January 7, 2011 by admin  
Filed under Blog

Lego Creation 1

Have you ever noticed how creative children are? A rock becomes a fortress. A tree becomes a house. A cloud can become a monster. Anything can become anything. Their imaginations are amazing. One of our jobs as parents is to strengthen our children’s creativity. Some children are creative artistically. Some are creative in sports. Some are creative mathematically. Some are great at building. Each child has different strengths. We as parents can see that. Even in one and two year olds, it often is visible to parents and we can start building on it. If we can help our children give voice to their strengths, we give them a huge gift. In addition, as parents, if we can do that for ourselves, if it hasn’t already been done for us, we help our children.
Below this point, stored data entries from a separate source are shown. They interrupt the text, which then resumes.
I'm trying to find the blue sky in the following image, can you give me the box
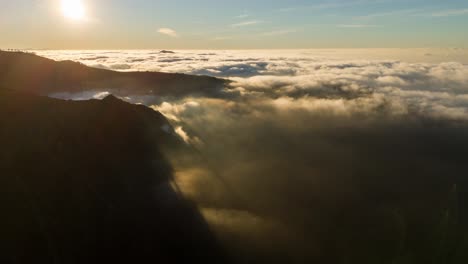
[1,0,468,49]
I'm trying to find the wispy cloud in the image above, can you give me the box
[158,28,178,38]
[231,20,262,28]
[431,9,468,17]
[354,8,423,20]
[236,13,249,19]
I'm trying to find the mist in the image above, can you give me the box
[41,49,468,263]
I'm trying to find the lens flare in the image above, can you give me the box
[61,0,85,21]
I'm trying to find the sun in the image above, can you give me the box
[61,0,86,21]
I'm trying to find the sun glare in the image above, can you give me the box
[61,0,85,21]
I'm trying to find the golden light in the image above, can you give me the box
[61,0,86,21]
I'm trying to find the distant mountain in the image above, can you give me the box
[0,90,226,263]
[0,50,227,97]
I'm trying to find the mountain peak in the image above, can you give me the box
[102,94,120,102]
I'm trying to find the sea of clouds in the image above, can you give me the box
[36,48,468,123]
[34,49,468,263]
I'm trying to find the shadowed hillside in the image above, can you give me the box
[0,51,226,97]
[0,90,226,263]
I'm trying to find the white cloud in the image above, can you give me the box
[236,13,249,19]
[175,126,191,143]
[36,49,468,121]
[231,20,262,28]
[92,91,111,99]
[158,28,179,37]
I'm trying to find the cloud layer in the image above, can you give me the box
[35,49,468,263]
[35,49,468,121]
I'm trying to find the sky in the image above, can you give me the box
[1,0,468,49]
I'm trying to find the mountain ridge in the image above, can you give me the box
[0,50,227,98]
[0,89,227,263]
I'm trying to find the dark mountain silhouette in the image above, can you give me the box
[0,90,226,263]
[0,50,226,97]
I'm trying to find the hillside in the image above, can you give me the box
[0,90,226,263]
[0,50,226,97]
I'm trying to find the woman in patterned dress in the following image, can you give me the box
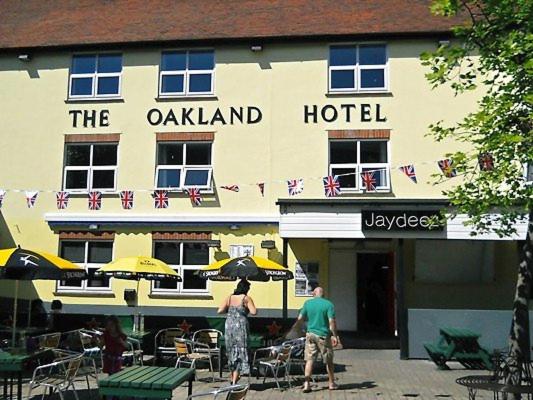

We can share in each others creative strengths. For instance, if we have a child who likes to do jigsaw puzzles, it might be something we like to do too. In doing it together, it becomes a bonding activity that strengthens our relationship.

Lego City Creation

Recently, I was able to view a couple of the amazing structures at Brickon 2010 in Seattle. It struck me the lego builders were amazingly creative. One gentleman said that he only had 55,000 legos, whereas a number of other builders had 1,000,000 legos. People built these without kits, just from their own creativity. It was also a brick by brick by brick endeavor. One small, teeny lego on top of another small, teeny lego multiplied thousands of time over thousands of hours. Putting legos together, sorting them and figuring out how the legos were going to fit together. That was all part of the creativity process and the fun. To someone who doesn’t like legos, this might be a form of torture. To someone who loves legos, it is work, but it is a type of work that you get lost in. It becomes a labor of love.

Lego Skyscraper

As parents, anytime we can help our children find the things that are their individual labors of love — and task that they are willing to get lost in for hours and hours and hours while building one lego at a time, or one drawing at a time, or one note at a time, we are strengthening their creative muscle. Learning a sport is one kick, one throw, one run at a time. Writing becomes writing a sentence, then a paragraph, then a page, then a story. Each lego, each note, each word is a tiny step that builds into a beautiful creation that means something to each of us. As parents, if we can help our children find that thing that they love enough to build and then help them when they want to knock all the legos over because they are overwhelmed, or frustrated, or bored, they will take their creativity to levels we cannot begin to imagine.